One very important thing to remember is that, unless they are wearing diapers (nappies), we can’t change them. The only one we can change is ourselves. Yet we insist on trying to change others to become what we want them to be. This is a guaranteed path to frustration and anger. My father used to say that we make up people to be who we want them to be, and then get mad at them when they turn out to not be that person. This is so true.
So, what do we do? In order to decide, we first need to take a good look at the other person and learn who they really are. Everyone has good points and bad points. The hard part is to take a step back and see them clearly, not through the preconception of who we want them to be. If you know who they really are, it is easier to accept them as they are. Once you know who they really are, it will be much harder for them to disappoint you. I have a friend that I can depend on in any crisis – she will come to get me if my car breaks down, she will comfort me if I am grieving. However, if I discuss something I want kept private, she will absolutely tell everyone. I can either get angry at her for spreading my private business all over the internet, or I can accept that she is who she is, and not tell her anything I want kept private. By accepting that gossip is a weakness for her, I keep her as a friend, knowing her for who she really is. And I won’t be disappointed and angry when she does spread gossip; it is just her being herself. (And if there is something I want everyone to know, she is my go-to person.)
Once we have looked clearly at a person and have seen who they really are, we have a choice to make. Are there good points worth putting up with the bad points? Because the truth is, if you know someone is a gossip, you really can’t be mad at them for gossiping. You knew they were going to do it. If you know a person has anger issues, you can’t be mad at them for getting angry. If you want to keep the person in your life, you need to accept their faults along with their strengths. Does that mean you tolerate abuse? Absolutely not. Acceptance does not mean tolerating bad behavior. It means you know they will behave that way. If the behavior is unacceptable, you need to remove yourself from that situation.
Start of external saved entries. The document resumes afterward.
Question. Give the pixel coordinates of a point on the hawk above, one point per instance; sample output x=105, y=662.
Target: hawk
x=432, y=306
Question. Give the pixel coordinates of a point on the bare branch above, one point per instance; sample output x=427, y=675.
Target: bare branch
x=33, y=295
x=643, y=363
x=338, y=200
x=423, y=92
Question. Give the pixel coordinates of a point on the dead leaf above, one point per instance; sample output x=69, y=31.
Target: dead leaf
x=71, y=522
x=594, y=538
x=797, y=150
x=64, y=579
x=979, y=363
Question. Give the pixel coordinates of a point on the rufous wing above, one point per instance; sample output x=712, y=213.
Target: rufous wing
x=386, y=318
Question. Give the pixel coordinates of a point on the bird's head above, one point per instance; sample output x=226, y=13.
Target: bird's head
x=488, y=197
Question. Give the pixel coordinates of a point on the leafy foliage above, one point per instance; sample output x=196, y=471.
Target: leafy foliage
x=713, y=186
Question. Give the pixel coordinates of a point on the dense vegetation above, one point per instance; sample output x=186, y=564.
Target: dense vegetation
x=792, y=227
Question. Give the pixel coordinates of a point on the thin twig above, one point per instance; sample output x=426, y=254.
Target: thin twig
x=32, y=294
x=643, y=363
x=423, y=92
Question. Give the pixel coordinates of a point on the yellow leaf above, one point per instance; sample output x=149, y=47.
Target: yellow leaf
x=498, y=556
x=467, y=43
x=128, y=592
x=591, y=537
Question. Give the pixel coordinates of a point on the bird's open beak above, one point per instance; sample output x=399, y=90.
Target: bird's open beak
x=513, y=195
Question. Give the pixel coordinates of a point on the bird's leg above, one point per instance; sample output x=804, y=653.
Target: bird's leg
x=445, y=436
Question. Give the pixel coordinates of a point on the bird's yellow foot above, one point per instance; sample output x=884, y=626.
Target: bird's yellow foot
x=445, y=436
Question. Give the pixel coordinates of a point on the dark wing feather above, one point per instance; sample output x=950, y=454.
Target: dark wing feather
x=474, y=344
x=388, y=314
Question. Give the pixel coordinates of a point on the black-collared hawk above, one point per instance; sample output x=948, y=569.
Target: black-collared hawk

If a person’s anger issues include getting violent, you can accept that they will behave that way, while making sure you are nowhere near them when they are angry. That may mean you cut them out of your life entirely, even though you accept that being violent is what they do.
Nor does acceptance make bad behavior tolerable. Again, acceptance is knowing who the person really is. It does not mean condoning their bad behavior. It does mean that you do not need to be angry with them for the behavior, or hurt by it. You don’t need to have any response to the behavior beyond either being with them or not being with them. If the bad parts are completely unacceptable to you, then your best choice is to cut your losses and remove yourself from the relationship, in so far as it is possible. This can be a very difficult choice to make. Sometimes, you cannot walk away from the person; if they are a co-worker or a family member, you may have to tolerate them, at least for a time. You may have to accept the behavior, even if it is abhorrent, while trying to minimize your contact with them. If the behavior is violent, there is no question – leave immediately and find help. I left a job because the behavior of the owner of the company was completely unacceptable to me. I made the transition as smooth as possible, but I did have to accept unacceptable behavior for a time until I could find a new job. It is hard, but it can be done, while you find a way to remove yourself.
Accepting people for who they really are is an incredibly freeing process. The better you know any person, the less their behavior will have the capacity to hurt you. You don’t end up frustrating both yourself and them by trying to change behavior they don’t want to change. Your time with them can be spent on doing things you both enjoy instead of being wasted on trying to address behavior that isn’t going to change. You are completely free to enjoy the best parts of that person while not being hurt by the things you don’t like about them. And, on the other hand, if the person does want to change any given behavior, your acceptance of them as they are can enable you to better help them change without nagging at them to change. Nagging never has a positive outcome for anyone.
Acceptance is one of the most important things we can learn in our lives. Acceptance will make our friendships stronger, our relationships with our loved ones more meaningful, and our lives happier. When we learn to accept others, it helps us to accept ourselves. If we clearly see our own behavior, it is easier to decide what we want to change. Once we decide to change the behavior, we can do so without judging ourselves. When we don’t judge ourselves, we don’t have to wade through guilt and remorse before we can address the behavior we don’t like. This makes our relationship with ourselves better and stronger, and we become better, stronger, happier people. Acceptance is the key.